Pressespiegel

Bericht vom 07.08.2009 - NRZ

Grüne wollen in Mehr den Ortsvorsteher stellen

Rees. Die Grünen in Rees hätten gern mit den anderen Oppositionsparteien einen gemeinsamen Bürgermeisterkandidaten aufgestellt. „Aber dann ist die SPD so früh vorgeprescht, dass sich das erledigt hat”, bedauerte Bürgermeisterkandidat Klaus Dörr.

Dabei hätten die Grünen auch die Nominierung eines unabhängigen Kandidaten nicht ausgeschlossen. „Dann hätten wir gute Chancen gehabt...”

Die bei der letzten Kommunalwahl eingefahrenen 15,1 Prozent hoffen die Grünen wieder zu erreichen.
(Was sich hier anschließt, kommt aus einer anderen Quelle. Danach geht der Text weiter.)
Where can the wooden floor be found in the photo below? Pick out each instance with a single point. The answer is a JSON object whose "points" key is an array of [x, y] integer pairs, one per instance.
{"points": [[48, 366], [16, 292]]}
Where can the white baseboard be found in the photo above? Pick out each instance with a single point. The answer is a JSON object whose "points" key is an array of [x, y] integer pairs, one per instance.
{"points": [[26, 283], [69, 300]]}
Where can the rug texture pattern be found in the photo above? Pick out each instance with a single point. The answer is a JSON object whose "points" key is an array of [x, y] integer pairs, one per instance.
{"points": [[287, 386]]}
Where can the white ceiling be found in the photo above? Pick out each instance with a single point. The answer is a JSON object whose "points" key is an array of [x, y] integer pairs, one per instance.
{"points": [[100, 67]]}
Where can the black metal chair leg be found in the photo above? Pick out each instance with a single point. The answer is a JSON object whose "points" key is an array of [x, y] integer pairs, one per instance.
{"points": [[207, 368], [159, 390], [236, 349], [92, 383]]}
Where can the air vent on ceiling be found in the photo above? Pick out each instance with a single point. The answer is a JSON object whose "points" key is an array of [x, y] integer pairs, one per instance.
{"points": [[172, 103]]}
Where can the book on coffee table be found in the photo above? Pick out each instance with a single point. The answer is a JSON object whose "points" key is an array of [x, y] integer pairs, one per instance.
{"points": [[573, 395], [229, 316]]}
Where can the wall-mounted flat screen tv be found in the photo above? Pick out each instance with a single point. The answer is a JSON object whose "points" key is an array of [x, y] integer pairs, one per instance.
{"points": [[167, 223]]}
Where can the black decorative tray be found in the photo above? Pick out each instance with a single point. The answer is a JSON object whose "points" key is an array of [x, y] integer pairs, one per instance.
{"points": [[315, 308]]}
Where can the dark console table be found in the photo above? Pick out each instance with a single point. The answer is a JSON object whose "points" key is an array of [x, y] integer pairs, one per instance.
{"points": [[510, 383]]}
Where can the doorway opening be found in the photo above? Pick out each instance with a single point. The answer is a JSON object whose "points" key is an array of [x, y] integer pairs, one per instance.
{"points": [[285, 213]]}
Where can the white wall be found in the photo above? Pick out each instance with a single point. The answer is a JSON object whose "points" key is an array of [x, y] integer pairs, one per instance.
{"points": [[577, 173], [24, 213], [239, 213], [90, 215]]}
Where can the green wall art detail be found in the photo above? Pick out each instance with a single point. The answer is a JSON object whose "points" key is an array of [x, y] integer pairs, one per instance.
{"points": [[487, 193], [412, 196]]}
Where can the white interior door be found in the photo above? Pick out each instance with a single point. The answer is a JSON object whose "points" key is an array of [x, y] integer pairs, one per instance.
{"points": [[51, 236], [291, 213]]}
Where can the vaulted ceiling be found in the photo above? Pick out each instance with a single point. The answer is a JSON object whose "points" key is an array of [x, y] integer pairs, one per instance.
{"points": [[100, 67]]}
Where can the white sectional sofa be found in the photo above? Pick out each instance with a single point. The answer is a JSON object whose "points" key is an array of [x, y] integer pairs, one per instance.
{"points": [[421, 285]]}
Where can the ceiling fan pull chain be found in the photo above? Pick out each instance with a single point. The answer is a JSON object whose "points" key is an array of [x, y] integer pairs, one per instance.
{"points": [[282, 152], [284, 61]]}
Auch wenn es schwer wird, haben doch die großen Parteien die grünen Themen wie Umwelt- und Klimaschutz längst für sich entdeckt. „Aber ich glaube, der Wähler weiß, dass wir auch nach der Wahl halten, was wir davor versprochen haben”, sagte Ortsverbandsvorsitzende Margret Derksen, die ihre Partei als einzige wirkliche Opposition in Rees sieht. „Vielfach waren wir die einzige Fraktion, die gegen eine Vorlage gestimmt hat”, erinnerte Klaus Dörr, der gestern die Internetseite von Fraktion und Ortsverband vorstellte.

Erstellt hat sie die Firma Bleckmann Informationssysteme aus Bienen. „Wir fordern nicht nur im Wahlkampf die mittelständischen Unternehmen in Rees zu stärken, wir tun es auch”, sagte Klaus Dörr.

Die Startseite ist so angelegt, dass alle Aspekte auf einen Blick sichtbar sind mit all ihren Unterpunkten. Auch die aktuellen Themen sind dort zu finden, die die Grünen regelmäßig aktualisieren wollen.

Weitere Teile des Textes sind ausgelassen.